You could check out either. Whereever you go, be sure you pick out good stuff per everyone's advice on this thread.
post #14 of 20
My local shop offers a kids buyback program and they also run a series of ski swaps (100% credit note or 80% cash).

My kids aren't that hard on their equipement so I've found that with the buy-back option you don't get full value for the skis. I was given a $75.00 credit on my kids skis and then I saw them in the ski swap for $125.00. They sold them for that price.

Next year I'll put my kids skis in the ski swap, ask for a credit note and get the extra $50.
post #15 of 20
Sounds like the buyback program is the best way to go.

Coach, I didn't word it very well, but that's what I meant. Obviously, if you upgrade, you'd have to pay the difference. If you were to do the buyback again in year three, you would then have $137.50 credit toward new skis, right?

The only shop I've contacted about this (Rogers in Lincoln, NH, near Loon) seems to stock pretty good equipment. In the skis, you have a choice between Dynastar, Atomic, Elan, Volant and Head (of course, my son has developed a preference for Fischers, which they don't stock, but that's just b/c they were the skis he was using when he successfully navigated his first blue run . I didn't get into details on the bindings and boots, but I'll be sure to check it out in the fall. I'll also shop around to see if there are better options to be found.
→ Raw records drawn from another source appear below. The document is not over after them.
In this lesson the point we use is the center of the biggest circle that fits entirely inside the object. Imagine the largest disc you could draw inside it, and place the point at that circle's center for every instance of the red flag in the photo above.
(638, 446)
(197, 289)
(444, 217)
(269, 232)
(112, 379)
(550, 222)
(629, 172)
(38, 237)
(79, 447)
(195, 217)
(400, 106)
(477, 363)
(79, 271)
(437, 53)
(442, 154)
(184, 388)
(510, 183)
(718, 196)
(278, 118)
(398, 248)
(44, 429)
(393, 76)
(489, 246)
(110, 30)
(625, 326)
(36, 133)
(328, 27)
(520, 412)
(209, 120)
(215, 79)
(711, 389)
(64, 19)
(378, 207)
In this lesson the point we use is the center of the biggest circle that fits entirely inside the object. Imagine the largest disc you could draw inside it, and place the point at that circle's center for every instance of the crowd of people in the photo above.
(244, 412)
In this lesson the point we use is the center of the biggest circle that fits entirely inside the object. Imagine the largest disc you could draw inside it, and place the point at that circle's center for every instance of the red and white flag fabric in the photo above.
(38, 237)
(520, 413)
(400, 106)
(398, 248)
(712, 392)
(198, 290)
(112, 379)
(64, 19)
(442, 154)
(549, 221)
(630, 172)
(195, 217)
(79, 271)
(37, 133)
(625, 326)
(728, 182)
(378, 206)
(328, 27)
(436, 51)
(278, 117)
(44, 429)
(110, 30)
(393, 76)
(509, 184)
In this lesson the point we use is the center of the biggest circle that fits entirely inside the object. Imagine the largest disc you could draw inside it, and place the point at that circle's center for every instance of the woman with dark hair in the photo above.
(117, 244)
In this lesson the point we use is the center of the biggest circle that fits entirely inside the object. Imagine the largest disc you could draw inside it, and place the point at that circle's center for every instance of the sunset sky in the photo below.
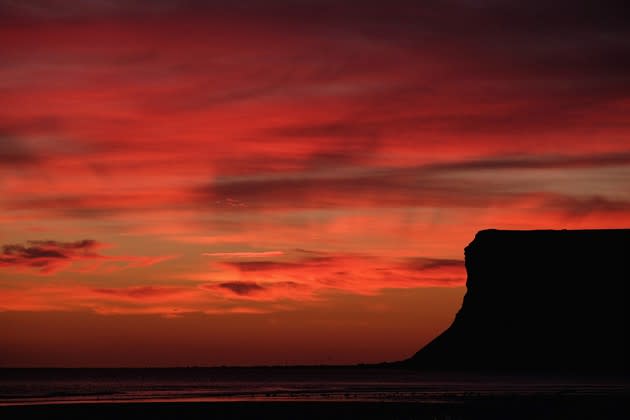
(287, 181)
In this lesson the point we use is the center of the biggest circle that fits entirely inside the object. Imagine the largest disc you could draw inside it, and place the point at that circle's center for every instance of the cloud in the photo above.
(242, 287)
(49, 256)
(141, 292)
(310, 277)
(244, 254)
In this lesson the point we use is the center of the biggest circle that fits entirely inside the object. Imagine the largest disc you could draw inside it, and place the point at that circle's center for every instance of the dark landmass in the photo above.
(539, 301)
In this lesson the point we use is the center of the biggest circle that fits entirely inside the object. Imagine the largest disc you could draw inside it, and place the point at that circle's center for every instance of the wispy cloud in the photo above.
(48, 257)
(244, 254)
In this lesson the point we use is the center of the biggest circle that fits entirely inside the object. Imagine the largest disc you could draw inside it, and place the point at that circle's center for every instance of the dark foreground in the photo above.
(305, 393)
(478, 408)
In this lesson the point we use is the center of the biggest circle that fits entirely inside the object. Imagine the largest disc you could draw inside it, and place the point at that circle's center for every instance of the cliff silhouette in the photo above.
(539, 301)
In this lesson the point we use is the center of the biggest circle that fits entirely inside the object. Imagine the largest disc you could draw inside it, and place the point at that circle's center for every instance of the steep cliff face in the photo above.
(539, 301)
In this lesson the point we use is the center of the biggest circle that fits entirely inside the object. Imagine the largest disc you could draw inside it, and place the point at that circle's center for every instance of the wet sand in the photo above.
(514, 407)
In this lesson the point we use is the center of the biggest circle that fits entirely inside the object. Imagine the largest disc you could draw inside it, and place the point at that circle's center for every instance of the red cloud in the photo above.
(50, 256)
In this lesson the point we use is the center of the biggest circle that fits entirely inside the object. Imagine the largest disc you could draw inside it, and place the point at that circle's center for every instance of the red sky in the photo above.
(287, 181)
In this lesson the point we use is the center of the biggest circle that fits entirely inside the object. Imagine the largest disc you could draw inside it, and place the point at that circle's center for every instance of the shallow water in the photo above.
(55, 386)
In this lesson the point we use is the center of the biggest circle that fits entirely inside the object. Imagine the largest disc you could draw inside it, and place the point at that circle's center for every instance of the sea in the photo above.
(339, 384)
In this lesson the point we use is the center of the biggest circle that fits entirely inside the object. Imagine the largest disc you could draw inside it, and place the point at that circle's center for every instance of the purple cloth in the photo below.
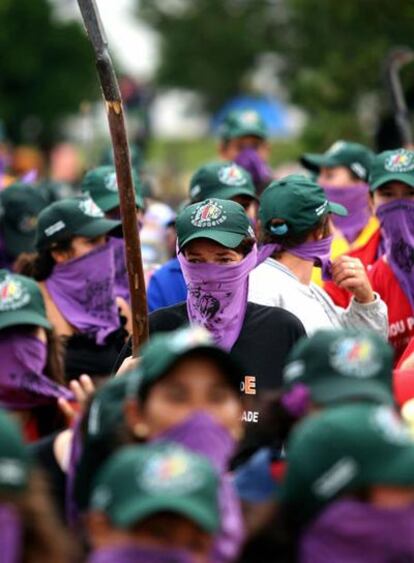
(397, 227)
(139, 554)
(83, 289)
(22, 383)
(258, 169)
(349, 531)
(355, 198)
(10, 534)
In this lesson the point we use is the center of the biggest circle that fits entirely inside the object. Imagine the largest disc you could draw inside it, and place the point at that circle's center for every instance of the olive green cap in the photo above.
(70, 217)
(101, 185)
(223, 221)
(140, 481)
(224, 180)
(299, 204)
(21, 302)
(341, 365)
I agree about boot fit being critical. I didn't mean to imply that I was considering buying boots too big to try to get more than one season out of them, but rather to make a guess at how much their feet would grow between now and next season. In any case, I think it's better to wait until fall.

Slalom, that's a good point. I'll see if that's an option around here. Where is the shop you used? I guess an entrepreneurial sort might even try their luck on ebay. I've seen some pretty beat up junior skis go for more than I thought they should. But that's a hassle.
post #16 of 20
Originally posted by bostonheel:
Coach, I didn't word it very well, but that's what I meant. Obviously, if you upgrade, you'd have to pay the difference. If you were to do the buyback again in year three, you would then have $137.50 credit toward new skis, right?
post #17 of 20
post #18 of 20
Yes, the shop I spoke to allows you to do the buyback with just the boots, just the skis/bindings, or everything together. So you could do exactly what you say -- get new boots every year, and new skis every other year, for example.
post #19 of 20
Bostonheel- if you are lucky and shop around you may do better by buying, and then recooping your cost by selling privately or at a ski swap. When my kids were small we found some amazing deals (last month, for example, they were selling kids Salomon boots (new Performa T3's) at the REI clearance sale for $5.00 a pair!) My kids are 2 1/2 years apart, and the younger was always ready for the older one's skis just in time for each to get 2 seasons out of a pair. With an average cost of about $120 new for sale skis and bindings when they were little, that works out to only $30/ season, and then selling them for $50 returns almost half of the original investment. Once they get older and start needing higher end stuff, it costs a little more, but end of the season bargains have saved us a bundle, and the kids liked having their own stuff.
post #20 of 20
Pedigre ski shop has a kids performance package. I rented Solomon Crossmax and Solomonn boots for the season I think it was $130.